Die typische Kulinarik besteht aus der Vereinigung der Geschmäcker und Aromen der Produkte der Region: der Reis aus der Vercelli-Ebene, der robuste Rotwein von den Weinbergen in Gattinara, des Bramaterra und der Coste della Sesia sowie die Käsesorten des Valsesia, von denen besonders die exquisiten Almkäsesorten hervorzuheben sind.

Sportliche Aktivitäten

Für Sportbegeisterte und Outdoor-Freunde bietet Stadt Varallo und ihre Umgebung ideale Landschaften, um den Drang nach Bewegung unter freiem Himmel auszuleben.

Für Wander- und Trekkingfreunde jeden Alters und Fähigkeit stehen vom Alpenverein von Varallo gut markierte Wege auf mittlerer Höhe zur Verfügung.

Zudem befinden sich in diesem Gebiet zwei geologische Stätten des Supervulcano del Sesia, die ins Internationale Netz der UNESCO Geoparks aufgenommen wurden.

Berühmt sind auch die Wasserläufe des Tals: So gibt es im Fluss Sesia ideale Abschnitte für Fluss-Sportarten wie Rafting, Kanu und Kayak für Experten sowie für diejenigen, die diese zum ersten Mal testen möchten.

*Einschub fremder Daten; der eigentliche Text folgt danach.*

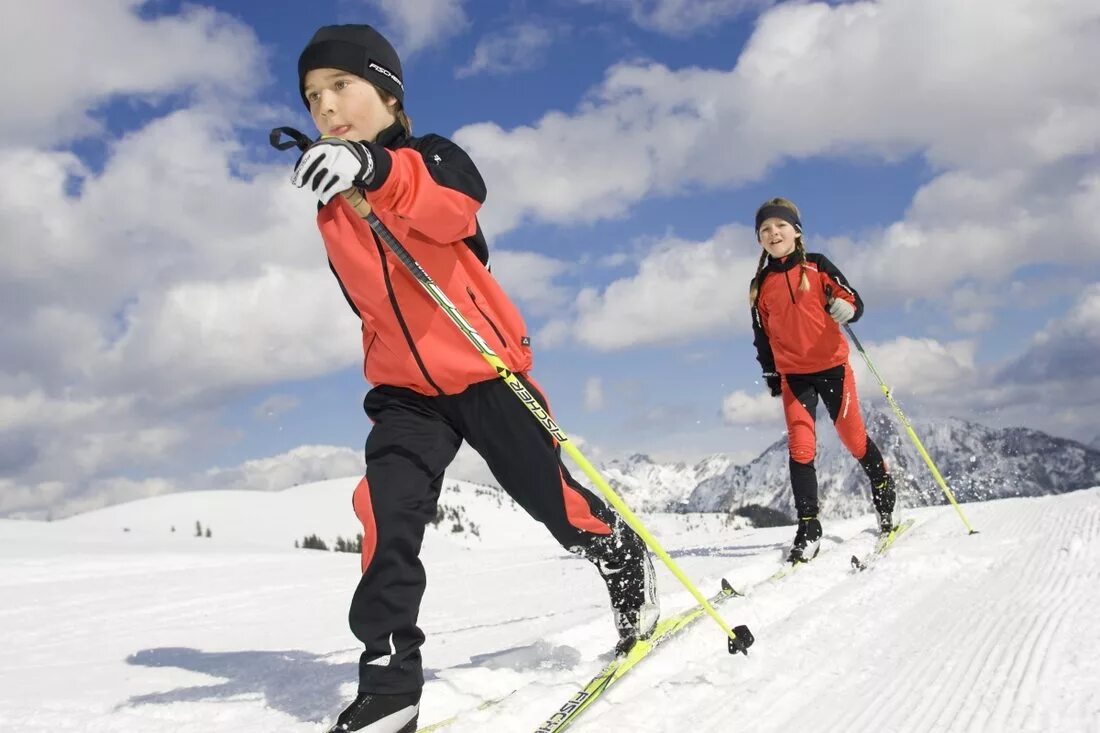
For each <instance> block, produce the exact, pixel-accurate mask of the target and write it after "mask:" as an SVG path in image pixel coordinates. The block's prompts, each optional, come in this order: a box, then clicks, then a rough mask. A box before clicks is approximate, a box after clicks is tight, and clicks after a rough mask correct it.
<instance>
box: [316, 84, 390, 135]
mask: <svg viewBox="0 0 1100 733" xmlns="http://www.w3.org/2000/svg"><path fill="white" fill-rule="evenodd" d="M305 80H306V85H305V91H306V101H308V102H309V114H310V117H312V118H313V124H316V125H317V130H318V132H320V133H321V134H322V135H331V136H333V138H343V139H344V140H366V141H367V142H374V140H375V139H376V138H377V136H378V133H379V132H382V131H383V130H385V129H386V128H388V127H389V125H390V124H393V123H394V121H395V120H396V119H397V118H396V117H395V116H394V107H395V106H396V105H397V100H395V99H390V100H389V103H386V102H384V101H382V96H381V95H378V90H377V89H375V88H374V85H372V84H371V83H370V81H367V80H366V79H364V78H363V77H361V76H355V75H354V74H351V73H350V72H342V70H340V69H335V68H315V69H312V70H310V72H309V73H307V74H306V79H305Z"/></svg>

Zudem ist der Fluss äußerst fischreich: Abschnitte des Sesia und des Gebirgsbaches Mastallone wurden von der Societa Valsesiana Pescatori Sportivi (Sportanglerverein des Valsesia) unter Schutz gestellt, um einerseits diesen Fischbestand des Sesia und seiner Nebenflüsse zu erhalten sowie andererseits den Anglerfreunden der klassischen Technik und des Fliegenfischens die Möglichkeit zur Ausübung dieses Sports in einer einzigartigen landschaftlichen Kulisse zu ermöglichen.